Net income for the quarter rose 27 percent to CA$1.31 billion, or CA$1.77 per share, from CA$1.03 billion, or CA$1.36 per share, a year ago. Adjusted diluted earnings per share were CA$1.51, up from CA$1.34 last year.

Operating income grew 7 percent to CA$1.5 billion, while revenue rose 9 percent to CA$3.6 billion over last year's quarter.

Operating expenses for the quarter climbed 10 percent to CA$2.1 million compared with last year. CN posted an operating ratio of 58.2 percent, an increase of 0.7 points over second-quarter 2017, but an improvement of 9.6 percents over the ratio in first-quarter 2018.

"Our entire team pulled together quickly to turn around our operational performance following a challenging winter, delivering a best-in-class operating ratio of 58.2 percent in the quarter," said President and Chief Executive Officer JJ Ruest in a press release. "Record capital investments in new equipment and expanded infrastructure are on schedule, as we advance important projects that will give us the capacity and resiliency to serve the market at the industry-leading standard we and our customers expect."

With those investments and new transportation crews in the field, the company has the momentum for a strong second half, said Ruest, who was officially appointed president and CEO this week.
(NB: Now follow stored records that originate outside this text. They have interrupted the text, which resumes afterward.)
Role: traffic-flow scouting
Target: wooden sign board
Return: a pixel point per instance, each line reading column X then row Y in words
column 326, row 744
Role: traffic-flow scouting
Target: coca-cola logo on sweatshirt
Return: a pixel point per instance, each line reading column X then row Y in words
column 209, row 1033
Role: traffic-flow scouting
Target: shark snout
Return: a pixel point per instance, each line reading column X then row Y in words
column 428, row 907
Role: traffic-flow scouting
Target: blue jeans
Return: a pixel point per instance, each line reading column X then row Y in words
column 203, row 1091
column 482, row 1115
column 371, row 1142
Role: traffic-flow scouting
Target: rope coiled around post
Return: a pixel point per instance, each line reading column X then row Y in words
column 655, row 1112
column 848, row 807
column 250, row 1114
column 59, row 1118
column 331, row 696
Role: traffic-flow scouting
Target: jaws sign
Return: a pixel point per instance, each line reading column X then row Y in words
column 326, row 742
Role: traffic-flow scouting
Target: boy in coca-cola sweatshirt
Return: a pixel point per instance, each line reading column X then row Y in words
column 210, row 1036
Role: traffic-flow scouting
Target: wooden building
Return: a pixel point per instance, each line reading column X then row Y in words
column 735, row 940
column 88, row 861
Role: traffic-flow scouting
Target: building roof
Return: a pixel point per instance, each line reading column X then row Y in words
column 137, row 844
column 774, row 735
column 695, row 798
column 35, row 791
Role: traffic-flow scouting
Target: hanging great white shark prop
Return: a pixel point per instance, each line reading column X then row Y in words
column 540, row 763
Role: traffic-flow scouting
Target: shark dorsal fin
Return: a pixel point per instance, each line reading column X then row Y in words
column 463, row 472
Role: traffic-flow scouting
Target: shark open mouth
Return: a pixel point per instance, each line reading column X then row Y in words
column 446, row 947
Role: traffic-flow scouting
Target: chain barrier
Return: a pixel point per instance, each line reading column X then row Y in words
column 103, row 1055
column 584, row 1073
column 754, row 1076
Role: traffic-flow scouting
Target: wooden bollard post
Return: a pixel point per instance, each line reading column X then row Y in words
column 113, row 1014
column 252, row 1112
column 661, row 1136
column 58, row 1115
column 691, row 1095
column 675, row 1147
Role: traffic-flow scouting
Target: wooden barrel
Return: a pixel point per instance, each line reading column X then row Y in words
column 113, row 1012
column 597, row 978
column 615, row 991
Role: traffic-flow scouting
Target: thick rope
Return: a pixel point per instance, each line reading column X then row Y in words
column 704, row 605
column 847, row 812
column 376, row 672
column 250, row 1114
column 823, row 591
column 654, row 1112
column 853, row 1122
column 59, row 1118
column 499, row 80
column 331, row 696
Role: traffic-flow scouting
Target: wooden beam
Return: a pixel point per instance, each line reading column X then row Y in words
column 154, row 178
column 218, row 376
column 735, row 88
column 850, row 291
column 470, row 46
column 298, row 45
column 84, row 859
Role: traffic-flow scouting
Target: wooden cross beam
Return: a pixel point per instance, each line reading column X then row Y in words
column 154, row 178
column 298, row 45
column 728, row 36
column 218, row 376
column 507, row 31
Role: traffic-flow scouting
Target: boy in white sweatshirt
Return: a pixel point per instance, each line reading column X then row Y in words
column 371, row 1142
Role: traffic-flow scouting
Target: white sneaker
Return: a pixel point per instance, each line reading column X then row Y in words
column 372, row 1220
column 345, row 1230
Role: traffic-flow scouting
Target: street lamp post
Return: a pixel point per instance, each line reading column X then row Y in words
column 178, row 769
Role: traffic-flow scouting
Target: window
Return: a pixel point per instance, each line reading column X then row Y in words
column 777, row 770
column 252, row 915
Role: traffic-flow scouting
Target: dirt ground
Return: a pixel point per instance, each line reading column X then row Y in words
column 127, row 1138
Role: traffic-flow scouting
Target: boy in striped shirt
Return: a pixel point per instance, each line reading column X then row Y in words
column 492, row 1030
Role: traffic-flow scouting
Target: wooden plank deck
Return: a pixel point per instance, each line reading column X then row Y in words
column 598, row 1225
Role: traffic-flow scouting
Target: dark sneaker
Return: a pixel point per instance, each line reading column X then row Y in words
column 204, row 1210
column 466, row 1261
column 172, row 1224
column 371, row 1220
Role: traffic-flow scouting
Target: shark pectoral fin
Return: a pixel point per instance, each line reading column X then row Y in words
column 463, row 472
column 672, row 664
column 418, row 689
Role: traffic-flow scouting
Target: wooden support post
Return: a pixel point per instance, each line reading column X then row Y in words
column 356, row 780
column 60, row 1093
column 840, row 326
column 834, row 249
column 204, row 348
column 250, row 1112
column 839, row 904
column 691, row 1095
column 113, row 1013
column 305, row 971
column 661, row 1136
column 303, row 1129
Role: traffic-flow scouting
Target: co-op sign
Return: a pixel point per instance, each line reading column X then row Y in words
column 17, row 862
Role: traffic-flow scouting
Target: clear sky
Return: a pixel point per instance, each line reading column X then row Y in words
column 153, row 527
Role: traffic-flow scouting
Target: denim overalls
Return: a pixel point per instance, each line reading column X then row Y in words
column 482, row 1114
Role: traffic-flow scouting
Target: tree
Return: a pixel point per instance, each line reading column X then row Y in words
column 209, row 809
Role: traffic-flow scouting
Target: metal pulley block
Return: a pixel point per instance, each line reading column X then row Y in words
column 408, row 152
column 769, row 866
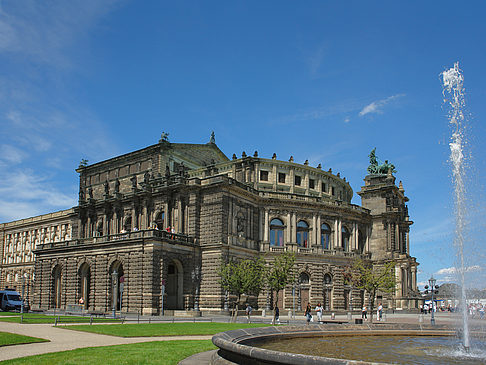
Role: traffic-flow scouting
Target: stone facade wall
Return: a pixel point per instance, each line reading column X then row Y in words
column 220, row 210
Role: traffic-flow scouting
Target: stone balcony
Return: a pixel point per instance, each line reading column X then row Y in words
column 315, row 250
column 153, row 234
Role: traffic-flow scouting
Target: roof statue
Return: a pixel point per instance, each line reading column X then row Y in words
column 379, row 169
column 164, row 137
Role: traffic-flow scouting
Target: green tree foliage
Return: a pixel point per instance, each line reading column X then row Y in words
column 280, row 273
column 373, row 279
column 242, row 277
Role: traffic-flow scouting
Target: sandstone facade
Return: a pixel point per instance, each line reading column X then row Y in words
column 153, row 226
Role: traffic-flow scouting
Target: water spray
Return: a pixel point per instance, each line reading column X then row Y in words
column 453, row 91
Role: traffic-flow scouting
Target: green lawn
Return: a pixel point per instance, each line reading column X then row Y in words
column 163, row 329
column 42, row 318
column 7, row 338
column 167, row 353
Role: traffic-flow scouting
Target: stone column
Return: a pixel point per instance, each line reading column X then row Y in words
column 289, row 228
column 166, row 215
column 340, row 238
column 336, row 234
column 294, row 228
column 313, row 238
column 397, row 237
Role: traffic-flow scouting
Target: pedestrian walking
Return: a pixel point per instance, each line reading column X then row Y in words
column 308, row 314
column 248, row 312
column 319, row 310
column 364, row 312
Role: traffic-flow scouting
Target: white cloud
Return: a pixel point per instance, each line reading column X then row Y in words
column 23, row 194
column 376, row 107
column 42, row 30
column 454, row 270
column 11, row 154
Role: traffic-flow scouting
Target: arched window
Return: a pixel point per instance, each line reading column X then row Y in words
column 327, row 279
column 325, row 236
column 159, row 220
column 302, row 234
column 276, row 232
column 345, row 238
column 84, row 285
column 304, row 278
column 361, row 242
column 116, row 277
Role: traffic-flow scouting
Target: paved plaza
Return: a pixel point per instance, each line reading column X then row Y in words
column 62, row 339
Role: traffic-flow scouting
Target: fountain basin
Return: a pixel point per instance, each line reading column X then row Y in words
column 240, row 346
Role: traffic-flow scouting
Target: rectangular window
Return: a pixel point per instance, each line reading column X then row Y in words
column 263, row 175
column 298, row 180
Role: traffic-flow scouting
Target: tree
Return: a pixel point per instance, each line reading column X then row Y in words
column 280, row 273
column 373, row 279
column 242, row 277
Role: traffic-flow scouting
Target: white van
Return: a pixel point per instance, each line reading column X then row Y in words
column 10, row 300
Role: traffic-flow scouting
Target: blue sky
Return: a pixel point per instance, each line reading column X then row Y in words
column 320, row 80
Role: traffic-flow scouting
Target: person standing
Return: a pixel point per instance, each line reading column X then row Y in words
column 364, row 312
column 248, row 312
column 308, row 314
column 319, row 310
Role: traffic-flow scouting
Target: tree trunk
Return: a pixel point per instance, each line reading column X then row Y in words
column 274, row 320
CN now aims to deliver 2018 adjusted diluted earnings per share in the range of CA$5.30 to CA$5.45, versus last year's adjusted diluted earnings per share of CA$4.99, CN officials said. In April, CN's financial outlook called for a 2018 adjusted diluted earnings per share in the range of CA$5.10 to CA$5.25.

The company also has increased its 2018 capital program by CA$100 million to CA$3.5 billion, with additional capital spending primarily going toward the purchase of new rail cars.

CN's revenue increase was attributed mainly to higher volumes of Canadian grain, coal, overseas intermodal traffic, frac sand, refined petroleum products and U.S. grain; freight rate increases; and higher applicable fuel surcharge rates. They were partly offset by the negative translation impact of a stronger Canadian dollar.

Carloadings for the quarter climbed 6 percent to 1.5 million compared with the year-ago period.

The increase in operating expenses was mainly driven by higher fuel prices, higher labor costs and higher purchased services and material costs, CN officials said.